William Stanley Merwin was born in New York City in 1927 and raised in Union City, New Jersey, and Scranton, Pennsylvania. The son of a Presbyterian minister, Merwin wrote his first verse at age five: a hymn inspired by his father’s reading of the King James Bible. He attended Princeton University, where he befriended John Berryman and Galway Kinnell and married his first wife, Dorothy Jeanne Ferry. Upon graduating, he moved to Europe, spending several years traveling, studying Romance languages, and working as a translator and tutor. He divorced Ferry and married Dido Milroy, with whom he lived in London. On Merwin’s return to the United States, he became poet-in-residence at Cambridge’s Poets’ Theatre, and began associating with Robert Lowell and Sylvia Plath’s circle.
Merwin’s first collection, A Mask for Janus, was selected by W. H. Auden as winner of the Yale Younger Poets Prize in 1952. This was merely the first of Merwin’s numerous recognitions over the next seven decades, a list that would grow to include nearly every honor possible for an American poet, including the National Book Award, two Pulitzer Prizes, the Bollingen Prize, the Tanning Prize, the Ruth Lilly Prize, and the Lannan Lifetime Achievement Award. In the 1960s, Merwin moved to New York, divorcing Milroy; in 1976, he moved to Hawaii to study Zen Buddhism. He purchased a former pineapple plantation in Maui and spent many years restoring it to rainforest with his third wife, Paula Schwartz, planting over 500 species of native palm. In 2010, this land became the Merwin Conservancy.

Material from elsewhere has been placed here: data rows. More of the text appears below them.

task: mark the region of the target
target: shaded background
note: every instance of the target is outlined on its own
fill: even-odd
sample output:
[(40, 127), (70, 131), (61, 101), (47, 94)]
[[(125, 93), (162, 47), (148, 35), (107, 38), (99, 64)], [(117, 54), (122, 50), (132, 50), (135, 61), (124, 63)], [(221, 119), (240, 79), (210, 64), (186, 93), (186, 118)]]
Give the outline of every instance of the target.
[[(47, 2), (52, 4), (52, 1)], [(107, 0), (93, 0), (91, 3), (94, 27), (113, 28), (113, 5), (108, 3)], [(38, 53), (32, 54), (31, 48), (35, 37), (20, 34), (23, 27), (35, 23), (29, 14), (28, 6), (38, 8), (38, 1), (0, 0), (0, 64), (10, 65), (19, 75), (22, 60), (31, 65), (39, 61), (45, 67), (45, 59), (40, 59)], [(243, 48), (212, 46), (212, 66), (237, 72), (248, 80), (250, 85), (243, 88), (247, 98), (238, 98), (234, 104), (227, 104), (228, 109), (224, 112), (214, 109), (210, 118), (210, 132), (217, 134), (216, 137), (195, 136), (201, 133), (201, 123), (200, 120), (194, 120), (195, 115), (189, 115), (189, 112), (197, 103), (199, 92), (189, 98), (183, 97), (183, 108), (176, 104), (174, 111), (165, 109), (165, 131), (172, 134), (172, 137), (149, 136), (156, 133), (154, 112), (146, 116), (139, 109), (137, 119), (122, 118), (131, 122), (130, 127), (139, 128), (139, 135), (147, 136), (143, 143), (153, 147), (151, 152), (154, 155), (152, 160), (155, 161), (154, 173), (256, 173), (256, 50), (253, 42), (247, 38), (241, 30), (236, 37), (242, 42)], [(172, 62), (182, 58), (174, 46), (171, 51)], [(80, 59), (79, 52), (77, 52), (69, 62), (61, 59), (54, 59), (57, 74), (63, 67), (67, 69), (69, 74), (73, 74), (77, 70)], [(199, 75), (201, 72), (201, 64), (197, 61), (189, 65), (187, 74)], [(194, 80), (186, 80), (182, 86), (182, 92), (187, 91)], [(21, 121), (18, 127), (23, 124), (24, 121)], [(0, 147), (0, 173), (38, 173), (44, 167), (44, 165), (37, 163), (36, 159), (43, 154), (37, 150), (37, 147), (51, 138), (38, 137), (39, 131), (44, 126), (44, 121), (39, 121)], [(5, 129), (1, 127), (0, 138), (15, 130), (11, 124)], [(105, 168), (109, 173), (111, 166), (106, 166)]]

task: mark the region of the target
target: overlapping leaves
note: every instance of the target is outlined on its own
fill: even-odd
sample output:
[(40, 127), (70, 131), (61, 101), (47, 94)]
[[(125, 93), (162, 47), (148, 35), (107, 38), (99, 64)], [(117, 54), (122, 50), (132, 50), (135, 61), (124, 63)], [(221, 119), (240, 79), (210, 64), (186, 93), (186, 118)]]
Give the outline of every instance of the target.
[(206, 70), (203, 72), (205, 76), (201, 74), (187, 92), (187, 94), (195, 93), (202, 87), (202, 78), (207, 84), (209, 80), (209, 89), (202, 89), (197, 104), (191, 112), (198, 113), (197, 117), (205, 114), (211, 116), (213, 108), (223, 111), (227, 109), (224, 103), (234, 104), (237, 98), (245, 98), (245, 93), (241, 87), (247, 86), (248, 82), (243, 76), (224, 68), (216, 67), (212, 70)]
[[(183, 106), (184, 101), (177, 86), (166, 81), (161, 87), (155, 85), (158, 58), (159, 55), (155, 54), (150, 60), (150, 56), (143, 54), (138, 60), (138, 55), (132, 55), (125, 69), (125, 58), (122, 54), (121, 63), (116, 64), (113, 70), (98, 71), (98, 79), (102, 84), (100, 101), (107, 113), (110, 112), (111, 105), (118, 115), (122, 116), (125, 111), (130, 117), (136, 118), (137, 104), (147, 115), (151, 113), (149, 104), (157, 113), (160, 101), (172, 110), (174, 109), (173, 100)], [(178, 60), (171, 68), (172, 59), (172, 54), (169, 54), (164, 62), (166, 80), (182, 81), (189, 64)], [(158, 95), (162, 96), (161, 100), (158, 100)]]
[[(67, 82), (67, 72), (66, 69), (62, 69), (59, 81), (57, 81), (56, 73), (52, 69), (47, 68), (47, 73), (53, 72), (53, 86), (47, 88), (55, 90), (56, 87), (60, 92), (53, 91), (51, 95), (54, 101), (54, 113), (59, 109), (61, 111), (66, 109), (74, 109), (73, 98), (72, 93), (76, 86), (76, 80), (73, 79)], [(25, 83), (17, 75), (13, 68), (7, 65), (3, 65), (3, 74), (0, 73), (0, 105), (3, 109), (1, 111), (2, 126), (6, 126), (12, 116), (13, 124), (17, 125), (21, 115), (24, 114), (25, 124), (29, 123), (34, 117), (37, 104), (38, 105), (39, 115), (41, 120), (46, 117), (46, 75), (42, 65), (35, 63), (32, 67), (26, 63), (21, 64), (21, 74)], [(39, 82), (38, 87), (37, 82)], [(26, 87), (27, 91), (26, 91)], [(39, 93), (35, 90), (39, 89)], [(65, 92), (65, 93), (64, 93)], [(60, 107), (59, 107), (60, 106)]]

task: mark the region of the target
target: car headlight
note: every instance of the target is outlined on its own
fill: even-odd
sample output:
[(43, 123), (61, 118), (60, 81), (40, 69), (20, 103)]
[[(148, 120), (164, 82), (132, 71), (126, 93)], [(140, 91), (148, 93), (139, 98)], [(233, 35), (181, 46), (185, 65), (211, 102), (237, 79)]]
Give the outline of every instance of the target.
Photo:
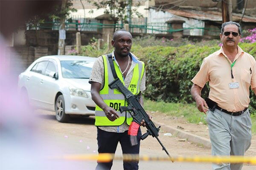
[(70, 93), (70, 95), (79, 96), (80, 97), (89, 98), (86, 91), (81, 88), (77, 88), (73, 86), (70, 86), (68, 88)]

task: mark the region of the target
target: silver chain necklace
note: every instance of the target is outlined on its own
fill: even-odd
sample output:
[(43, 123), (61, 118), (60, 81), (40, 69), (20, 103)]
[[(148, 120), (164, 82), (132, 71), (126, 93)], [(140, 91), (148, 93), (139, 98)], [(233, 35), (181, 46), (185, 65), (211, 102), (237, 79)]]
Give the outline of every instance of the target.
[(130, 56), (128, 56), (128, 64), (127, 65), (127, 66), (126, 66), (126, 68), (125, 68), (125, 71), (123, 72), (122, 72), (121, 71), (121, 72), (122, 74), (123, 74), (124, 73), (125, 73), (125, 71), (126, 71), (126, 70), (127, 70), (127, 68), (128, 68), (128, 66), (129, 66), (129, 64), (130, 64)]

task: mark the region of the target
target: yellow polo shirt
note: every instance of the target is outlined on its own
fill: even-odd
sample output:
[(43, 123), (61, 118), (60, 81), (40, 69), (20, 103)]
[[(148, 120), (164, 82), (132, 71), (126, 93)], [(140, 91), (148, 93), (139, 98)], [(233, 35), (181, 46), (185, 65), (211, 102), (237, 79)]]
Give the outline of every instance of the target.
[[(253, 56), (238, 46), (238, 53), (232, 68), (223, 47), (204, 59), (198, 72), (192, 80), (203, 88), (209, 82), (209, 98), (221, 108), (231, 112), (242, 110), (250, 102), (249, 88), (256, 88), (256, 61)], [(230, 89), (229, 84), (238, 82), (239, 88)]]

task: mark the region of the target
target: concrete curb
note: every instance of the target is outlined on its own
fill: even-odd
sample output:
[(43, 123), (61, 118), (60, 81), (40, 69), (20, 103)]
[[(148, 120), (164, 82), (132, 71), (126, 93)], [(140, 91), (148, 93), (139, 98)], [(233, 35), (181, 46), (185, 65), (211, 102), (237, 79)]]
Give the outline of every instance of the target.
[(188, 141), (197, 144), (202, 144), (205, 147), (210, 148), (211, 147), (211, 141), (208, 139), (162, 123), (155, 122), (154, 122), (154, 123), (156, 126), (161, 126), (161, 129), (167, 132), (170, 133), (172, 134), (177, 135), (178, 136), (182, 138), (186, 138)]

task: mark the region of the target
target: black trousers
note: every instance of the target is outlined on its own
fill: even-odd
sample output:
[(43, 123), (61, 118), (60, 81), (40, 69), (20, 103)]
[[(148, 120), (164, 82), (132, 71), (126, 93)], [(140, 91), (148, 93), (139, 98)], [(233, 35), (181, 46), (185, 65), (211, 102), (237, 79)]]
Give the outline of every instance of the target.
[[(98, 140), (98, 152), (99, 153), (114, 153), (116, 150), (118, 142), (120, 142), (123, 154), (139, 154), (141, 131), (140, 128), (138, 132), (138, 144), (131, 146), (128, 130), (122, 133), (109, 132), (102, 130), (97, 128), (97, 140)], [(139, 162), (123, 162), (124, 170), (138, 170)], [(107, 163), (98, 162), (96, 170), (110, 170), (113, 164), (113, 161)]]

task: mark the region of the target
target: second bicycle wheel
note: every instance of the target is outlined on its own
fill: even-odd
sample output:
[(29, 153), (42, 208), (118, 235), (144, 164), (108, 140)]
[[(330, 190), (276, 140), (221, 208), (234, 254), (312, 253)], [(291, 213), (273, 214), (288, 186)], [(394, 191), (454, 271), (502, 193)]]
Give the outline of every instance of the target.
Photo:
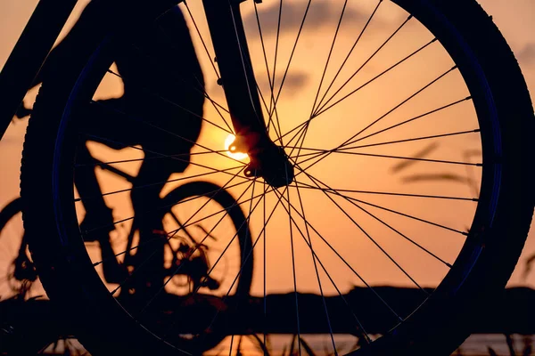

The author of three dozen volumes of poetry, Merwin also translated poetry from nearly a dozen languages, wrote critical works, and was an advocate for anti-war and conservation causes. His poetry evolved with him over time, moving from formal work inspired by classical models to punctuation-free verse centering the line break, and incorporating themes of nature, wonder, myth, memory, and more. A major influence to generations of poets, Merwin died in 2019 at the age of 91.